NEW YORK, June 23, 2026, 11:08 EDT
AT&T shares climbed 1.9% to $22.52 in New York morning trading on Tuesday after recent losses, as buyers picked up large U.S. telecom stocks. Verizon added 1.4% and T-Mobile US gained 1.3%. The QQQ ETF, tracking the Nasdaq 100, dropped around 2.5%.
AT&T is still around pressure levels, and the latest bounce looks more like a technical repair than a shift in mood. MarketWatch put the stock’s 52-week range between $21.99 and $29.79 earlier Tuesday. Shares are down 3.65% for the past five days and off 10.81% for the month, so Tuesday’s upside doesn’t signal a clear change in sentiment.
Earnings are the next thing to watch. AT&T will report Q2 results before the New York Stock Exchange opens on July 22 and plans a call at 8:30 a.m. ET. Investors are likely to look for updates on wireless subscriber numbers, fiber demand and cash generation.
AT&T is guiding for 2026 with low-single-digit service revenue growth, adjusted EBITDA up 3% to 4%, and adjusted earnings per share between $2.25 and $2.35. The company is planning capital investment at $23 billion to $24 billion and says it expects free cash flow of more than $18 billion. Adjusted EBITDA is earnings before interest, taxes, depreciation and amortization, minus certain items. Free cash flow is what’s left after capital spending.
AT&T’s plan is focused on locking in more wireless-and-fiber customers. The company signed up 294,000 new postpaid phone users and 512,000 consumer advanced internet customers in the first quarter. That includes 273,000 who chose fiber and 239,000 who went with AT&T Internet Air. Revenue for the first quarter came in at $31.5 billion, topping the $31.25 billion analysts saw in LSEG data, Reuters said.

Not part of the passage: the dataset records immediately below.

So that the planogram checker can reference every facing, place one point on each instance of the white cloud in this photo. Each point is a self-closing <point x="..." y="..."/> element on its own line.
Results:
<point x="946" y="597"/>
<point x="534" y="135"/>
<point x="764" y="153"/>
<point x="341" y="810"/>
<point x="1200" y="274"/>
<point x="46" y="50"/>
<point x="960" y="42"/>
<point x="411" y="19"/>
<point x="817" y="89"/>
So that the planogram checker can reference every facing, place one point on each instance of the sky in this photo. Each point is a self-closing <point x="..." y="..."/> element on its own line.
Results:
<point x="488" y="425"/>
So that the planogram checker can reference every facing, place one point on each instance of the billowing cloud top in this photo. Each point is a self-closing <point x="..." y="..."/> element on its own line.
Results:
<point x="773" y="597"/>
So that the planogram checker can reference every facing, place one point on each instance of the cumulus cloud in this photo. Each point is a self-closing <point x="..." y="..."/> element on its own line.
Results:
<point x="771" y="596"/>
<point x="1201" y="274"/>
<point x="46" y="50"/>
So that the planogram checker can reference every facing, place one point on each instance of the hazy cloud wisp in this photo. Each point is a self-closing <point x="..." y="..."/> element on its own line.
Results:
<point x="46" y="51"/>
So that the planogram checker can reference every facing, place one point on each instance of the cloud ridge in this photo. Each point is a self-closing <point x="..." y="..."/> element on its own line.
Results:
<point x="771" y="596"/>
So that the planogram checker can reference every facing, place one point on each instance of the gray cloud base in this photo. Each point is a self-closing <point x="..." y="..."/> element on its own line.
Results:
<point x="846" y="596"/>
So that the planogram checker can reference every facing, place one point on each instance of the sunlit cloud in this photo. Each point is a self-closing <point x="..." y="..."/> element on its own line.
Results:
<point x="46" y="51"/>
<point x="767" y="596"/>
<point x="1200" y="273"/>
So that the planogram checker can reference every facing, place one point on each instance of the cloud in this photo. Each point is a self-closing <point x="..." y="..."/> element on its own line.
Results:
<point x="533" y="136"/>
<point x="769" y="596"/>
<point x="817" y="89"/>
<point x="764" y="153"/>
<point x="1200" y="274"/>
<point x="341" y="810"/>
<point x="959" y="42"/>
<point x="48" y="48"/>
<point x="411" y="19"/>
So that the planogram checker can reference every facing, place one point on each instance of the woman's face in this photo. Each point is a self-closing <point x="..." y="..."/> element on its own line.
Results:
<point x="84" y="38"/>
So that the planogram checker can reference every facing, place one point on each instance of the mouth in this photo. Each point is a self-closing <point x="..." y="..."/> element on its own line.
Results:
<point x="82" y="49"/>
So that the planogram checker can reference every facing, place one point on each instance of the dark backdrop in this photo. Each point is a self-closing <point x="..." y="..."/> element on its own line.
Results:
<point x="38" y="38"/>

UBS analyst Ryan Gravett kept his Buy rating on AT&T and a $31 price target, according to TipRanks on Monday. UBS’s John Hodulik stuck with Hold on Verizon and a $48 target. TipRanks said the average analyst target for AT&T is $31.07 with a Moderate Buy consensus.
AT&T finance chief Pascal Desroches told investors this month the company is “delivering returns to shareholders today” even as it keeps network spending up. He was direct on broadband: “Fiber is our lead offer.” Fixed wireless—broadband over mobile spectrum instead of fiber—remains an option. But management keeps describing it as a selective play, not the main product. AT&T Investor Relations
AT&T’s first-quarter numbers point to hefty spending, Brian Mulberry, chief market strategist at Zacks Investment Management, told Reuters. Mulberry said the bet is that “data is going to be the revenue of the future.” That’s the bullish view—frontload investment to smooth out revenue down the line. Reuters
Risks are still on the table. AT&T’s second-quarter free-cash-flow outlook of $4 billion to $4.5 billion missed the $4.6 billion analysts were looking for, Reuters said in April. California regulators also asked a court and the FCC to block AT&T’s effort to shut off some old copper-wire phone service. The fight centers on “carrier of last resort” rules, which require the company to keep offering basic service even if it costs more to run the legacy network. Reuters
AT&T said keeping the California copper network going costs around $1 billion each year and now that copper only reaches 3% of its households in the state, Reuters reported. A slower regulatory process or weak fiber and wireless take-up could erase Tuesday’s gains in a hurry.